Его не пугала, впрочем, и эта внутренняя пустота; но всё-таки странно было ощущать её в себе.
И он думал, усмехаясь:
«Бедные люди! Как они плохо знакомы друг с другом и как мало проницательны. Вот я убийца, но никто не догадывается об этом, и я пользуюсь даже почётом среди людей».
И глядя на своих семейных, любивших его, он тоже думал:
«Жалкие люди… если б вы знали!»
Но никто ничего не знал, и человек без чувств всё жил и поступал так, как будто бы у него были в груди чувства.
Так и текла его жизнь изо дня в день. Он становился всё более внутренне равнодушен к жизни, но продолжал действовать по примеру, по привычке, по обязанности. Мёртвый духовно, он творил мёртвые дела и знал, что они безжизненны. У него не было души, и он не мог вложить в жизнь душу. А пустота в нём всё росла и развивалась — и это становилось мучительно неловко.
С внешней стороны ему не на что было жаловаться. Его почитали и уважали, считая честным, деятельным человеком. Но это не удовлетворяло его. Все ощущения гибли в нём, как маленькие камешки, брошенные в бездонную пропасть, — прозвучат и исчезают бесследно.
— Неужели нет во мне закона? — всё чаще и чаще спрашивал он себя.

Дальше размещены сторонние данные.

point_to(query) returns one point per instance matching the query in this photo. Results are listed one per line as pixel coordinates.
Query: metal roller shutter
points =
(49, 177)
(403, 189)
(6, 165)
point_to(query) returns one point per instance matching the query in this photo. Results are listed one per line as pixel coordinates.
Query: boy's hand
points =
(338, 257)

Приближался день его выборов в городские головы. Он не радовался, хотя знал, что его выберут. Откуда-то текли к нему деньги, и слава о нём, как о человеке почтенном, достигала его ушей. Но это не приносило ему с собой ничего. Ему нечем было чувствовать, нечем радоваться, нечем плакать. Люди, у которых жизнь высушила сердце, знают цену такого существования.
Не чувствовать в себе желаний — значит не жить. И Павел Николаевич иногда говорит себе:
— Хорошо бы иметь какое-нибудь желание!
Но некуда было вместить его — у человека отсохло сердце оттого, что он увлёкся возможностью быть равнодушным к жизни и был равнодушен к ней, сначала не замечая этого за собой, а потом потому, что умертвил своё сердце равнодушием ко всему, кроме себя.

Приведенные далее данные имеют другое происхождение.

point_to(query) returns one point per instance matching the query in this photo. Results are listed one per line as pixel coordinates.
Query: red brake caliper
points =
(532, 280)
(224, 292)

И вот наступил день итога; от него никогда и никуда не уйдёт человек. Это был день выборов в головы, когда Павла Николаевича уже выбрали и толпа знакомых горожан собралась к нему с поздравлениями и на обед. Сели за стол, и ели, и говорили похвальные речи. Было шумно и весело, как всегда бывает в таких случаях.
Павел Николаевич принимал поздравления и тосты к презрительно думал о людях, собравшихся вокруг него.

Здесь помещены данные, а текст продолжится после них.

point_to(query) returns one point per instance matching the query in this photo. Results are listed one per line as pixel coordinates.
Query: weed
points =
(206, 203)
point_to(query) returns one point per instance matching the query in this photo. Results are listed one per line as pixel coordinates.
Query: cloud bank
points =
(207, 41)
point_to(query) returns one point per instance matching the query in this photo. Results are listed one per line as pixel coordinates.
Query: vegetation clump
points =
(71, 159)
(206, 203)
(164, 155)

Все слепые, жалкие, все живут вне действительной жизни — жизни сердца. Ни у кого нет чутья — того чутья, которое издали отличает хорошее от дурного. Но есть ли хорошее и дурное?
Как шумят все эти люди! Зачем?
И вдруг в голове его вспыхнула острая мысль, наполнившая сразу всё существо его безумным желанием испугать, изумить, раздавить этих людей… Он взял в руки бокал вина, встал и, когда все замолчали, ожидая, что он скажет, он сказал:
— Господа! Мне глубоко лестно, меня глубоко трогает ваше внимание — так обыкновенно начинаются речи людей в моём положении. Я не могу так начать свою речь, не могу. Я полон других чувств… Господа! Меня глубоко изумляет и страшно возмущает всё то, что вы тут говорите. Глупо всё это и неуместно, совершенно неуместно. Вы меня не знаете… Положим, я тоже не знаю о вас ничего, кроме того, что все вы духовно слепы и жалки; поэтому жалки вы мне. Слышите? Знаете ли вы, кто я? Я, уважаемый всеми вами, как вы говорите, я — убийца! Это я восемь лет тому назад убил девочку и старуху Заметову… Я… Что? Ха-ха-ха! Это я, я! А вы целовали меня, преклонялись предо мной, сначала как богачом, потом как общественным деятелем… А разбогател-то я с денег старухи… Вы меня не считаете сумасшедшим, нет ведь?
Все чувствовали себя страшно оскорблёнными его речью и поэтому не сочли его помешанным, каким наверное сочли бы, если б он покаялся пред ними смиренно и тихо. Но он оскорблял, издевался, и глаза его блестели огнём внутренней силы, а не безумия. Сильные всегда возбуждают ненависть у слабых.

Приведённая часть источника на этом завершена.